AL ASAD, Iraq -- Every Marine remembers the day they first set foot on a Marine Corps Recruit Depot, to stand on the yellow footprints and begin training as one of the few and the proud.
Gunnery Sgt. Stuart M. Saylor, like many Marines, joined the Corps right out of high school to serve his country and see the world.
His country was not his only passion though; baseball, America's national pastime, was a sport he grew to love as a child.
The 40-year-old Flint, Mich., native began playing tee-ball at the age of six, and found that the love of the game and the natural skills he possessed, drove him to continue chasing his dream.
Saylor continued to play Little League, junior high and high school baseball as a catcher. During his senior year in high school, he received offers from two colleges to play baseball but he was already enrolled in the Marine Corps' Delayed Entry Program.
"Every child has that dream of what they want to be when they grow up," said Saylor. "Some want to be a fireman, an astronaut or a professional athlete. For me it was to play professional baseball."
Saylor attended boot camp in December 1984 and became a crash, fire and rescue specialist. In his off time, he played for his command's softball team and was selected for the All-Marine softball team after playing in the regional championship.
As a third baseman, Saylor excelled as a player and began to set his sites on baseball once again. In 1988 Saylor's enlistment was finished, so he got out of the Marines to pursue his baseball dreams. He tried out with the Riverside Red Waves, a minor-league team for the San Diego Padres in San Bernadino, Calif.
After 90 days out of the Marine Corps, Saylor knew he wanted to play baseball but felt something missing from his life -- the Marine Corps. The camaraderie he had experienced in the short time he served left a gap in his life.
"It's something that nobody can explain except for those who have experienced it," he said. "Once you have it and leave it, you realize something's missing."
Seeing that Saylor longed to return to the life he had in the Corps, his friends and family convinced him to return to the Marines and continue his military career. Taking their advice, Saylor rejoined the Marine Corps in April 1989. He began to play softball again and was re-selected to the All-Marine softball team while stationed at Marine Corps Air Station El Toro, Calif.
Saylor soon realized that he wanted to provide more of a service to his country and decided to change his military occupational specialty and began on-the-job-training as an intelligence analyst.
In April 1990, just one year after returning to the Marine Corps, he attended the Marine Air Ground Task Force Intelligence Specialist course in Damneck, Va.

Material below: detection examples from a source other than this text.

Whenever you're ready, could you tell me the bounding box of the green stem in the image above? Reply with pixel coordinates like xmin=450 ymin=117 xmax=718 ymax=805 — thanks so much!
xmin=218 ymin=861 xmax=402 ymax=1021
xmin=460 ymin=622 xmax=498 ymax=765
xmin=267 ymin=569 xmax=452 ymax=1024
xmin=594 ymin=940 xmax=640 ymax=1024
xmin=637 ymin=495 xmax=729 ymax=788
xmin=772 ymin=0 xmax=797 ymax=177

Since becoming an intelligence specialist, Saylor has spent a lot of time away from home on deployments. In 22 years, he has served in every conflict since Operation Desert Shield/ Desert Storm, and throughout Operation Iraqi Freedom.
He is currently assigned to the intelligence section of Marine Aircraft Group 16 (Reinforced), 3rd Marine Aircraft Wing.
In between deployments, Saylor continued to play softball at a high level and played on 17 regional teams, made eight appearances on the All-Marine Softball Team and earned two All-Armed Forces silver medals in the league.
"I have learned a lot during my time in the Marine Corps," said Saylor. "My only regret is that all of my daughter's memories of me have been either on the softball field or at the armory waiting for me to deploy."
During his career, Saylor has missed his daughter growing up, but now at the age of 11, his daughter, Kayla, is waiting for her father to say goodbye to the Marine Corps and return home from his last deployment.
"While in the Marines I have faced hardships and have dealt with stress as all Marines have done before me," said Saylor. "We all deal with hardships of deployments and other things that make our lives difficult, but if we just give up, who will take our place?"